Commission President Ronald S. Lushing maintains that Tuttle has no authority to bar his participation. Tuttle counters that the estimated $3,000 cost of sending Lushing on the trip is wasteful because the commissioner is an appointee of lame duck Mayor Tom Bradley and is likely to be replaced by the next mayor.
“This is an extravagant use of public funds,” Tuttle said. He added that money from the trip could indirectly be used to help the budget-strapped city; a recently passed state law allows the city to take part of the net revenues of the semi-independent Harbor Department.
The disagreement is likely to become a showdown when Lushing returns to Los Angeles and submits his expense reports to Tuttle. If the controller rejects them, as expected, it would be up to the City Council to decide whether to reimburse Lushing.
The council debated the matter Tuesday but took no action. Afterward, Lushing accused Tuttle and Councilman Zev Yaroslavsky, a chief critic of the trip, of using an official trade mission to boost their ongoing campaigns for reelection.
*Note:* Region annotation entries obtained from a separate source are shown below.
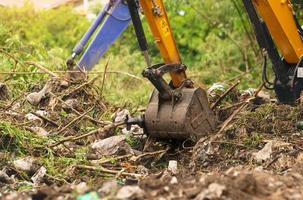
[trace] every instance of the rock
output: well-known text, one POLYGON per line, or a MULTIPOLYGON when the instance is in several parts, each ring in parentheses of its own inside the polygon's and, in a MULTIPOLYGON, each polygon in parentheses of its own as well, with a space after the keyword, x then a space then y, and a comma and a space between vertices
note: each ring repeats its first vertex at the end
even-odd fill
POLYGON ((218 183, 212 183, 208 186, 206 190, 203 190, 195 200, 205 200, 205 199, 221 199, 226 187, 218 183))
POLYGON ((115 113, 115 115, 113 117, 114 118, 114 122, 115 123, 123 122, 123 121, 125 121, 126 116, 129 116, 129 115, 130 115, 129 110, 123 109, 123 110, 115 113))
POLYGON ((4 171, 0 171, 0 182, 1 183, 12 183, 13 179, 9 177, 4 171))
POLYGON ((96 141, 91 148, 101 156, 110 156, 114 154, 132 153, 131 147, 126 143, 124 135, 112 136, 103 140, 96 141))
POLYGON ((43 179, 46 175, 46 168, 40 167, 40 169, 32 176, 31 180, 33 181, 34 185, 39 185, 43 183, 43 179))
POLYGON ((73 189, 78 193, 78 194, 83 194, 88 191, 88 186, 85 182, 81 182, 75 186, 73 186, 73 189))
POLYGON ((25 157, 13 162, 13 166, 16 170, 23 171, 26 173, 35 173, 37 166, 35 160, 32 157, 25 157))
POLYGON ((269 141, 266 143, 263 149, 257 153, 253 153, 253 157, 257 163, 262 163, 271 157, 273 145, 274 141, 269 141))
POLYGON ((74 108, 76 105, 78 105, 78 100, 77 99, 67 99, 65 101, 65 104, 62 105, 63 108, 68 109, 68 108, 74 108))
POLYGON ((38 105, 43 98, 51 91, 51 83, 47 82, 39 92, 33 92, 26 96, 26 100, 32 105, 38 105))
POLYGON ((211 97, 215 97, 226 90, 226 86, 223 83, 214 83, 208 90, 207 93, 211 97))
POLYGON ((170 171, 173 174, 178 173, 178 162, 176 160, 170 160, 168 162, 168 171, 170 171))
POLYGON ((77 200, 99 200, 99 195, 97 192, 89 192, 77 197, 77 200))
POLYGON ((49 132, 46 131, 44 128, 42 127, 38 127, 38 126, 34 126, 34 127, 30 127, 30 130, 34 133, 36 133, 38 136, 41 137, 45 137, 49 135, 49 132))
POLYGON ((171 180, 170 180, 170 184, 178 184, 178 179, 175 177, 175 176, 173 176, 172 178, 171 178, 171 180))
POLYGON ((297 129, 298 130, 303 130, 303 121, 298 121, 297 122, 297 129))
POLYGON ((138 125, 132 125, 130 130, 127 130, 126 128, 122 129, 122 133, 124 135, 139 135, 141 137, 144 134, 144 130, 138 125))
POLYGON ((9 91, 7 85, 0 83, 0 100, 7 100, 9 98, 9 91))
POLYGON ((115 180, 105 182, 98 190, 98 193, 103 196, 108 196, 118 190, 118 183, 115 180))
POLYGON ((117 195, 118 200, 132 200, 132 199, 143 199, 145 192, 139 186, 124 186, 122 187, 117 195))

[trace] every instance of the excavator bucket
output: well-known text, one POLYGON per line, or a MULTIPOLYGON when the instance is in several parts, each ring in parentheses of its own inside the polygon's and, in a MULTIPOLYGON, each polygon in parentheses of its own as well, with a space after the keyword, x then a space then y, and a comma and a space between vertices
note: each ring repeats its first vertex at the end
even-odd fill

Lushing said, regardless of what Tuttle says, he intends to board a plane for Tokyo today.
“It is unfortunate that the City Council does not take on real issues, especially considering the budget deficit and other issues facing this city,” Lushing said. “I think it is very important that I go, being the highest member of the delegation, and I intend to go. I have an opinion from the city attorney that the controller cannot tell the employees of an independent city department who can go on a particular trip.”
Lushing and other harbor officials argue that the Tokyo meeting is designed to complete years of negotiations with Japanese business officials for a $180-million coal-exporting facility for the Port of Los Angeles. They say the signing ceremony will include top-level Japanese representatives, who might be offended if the city does not send an equally prominent delegation.
Councilwoman Joan Milke Flores, who represents the Harbor area and supported sending Lushing, said the controversy may be sending a negative message to the Japanese investors in the project: “You were important to us when we were trying to get you to sign on the dotted line but now . . . it no longer matters.”
Originally, Harbor officials proposed a 10-nation Asian and Pacific tour that would have ended with 11 officials at the Tokyo signing ceremony. Bradley had been scheduled to attend but he withdrew.
Comparing the 10-nation tour to “the island-hopping campaign of Douglas MacArthur in World War II,” Tuttle vehemently objected to those plans, prompting council members to approve a policy requiring future travel requests to be submitted to the mayor and council for review.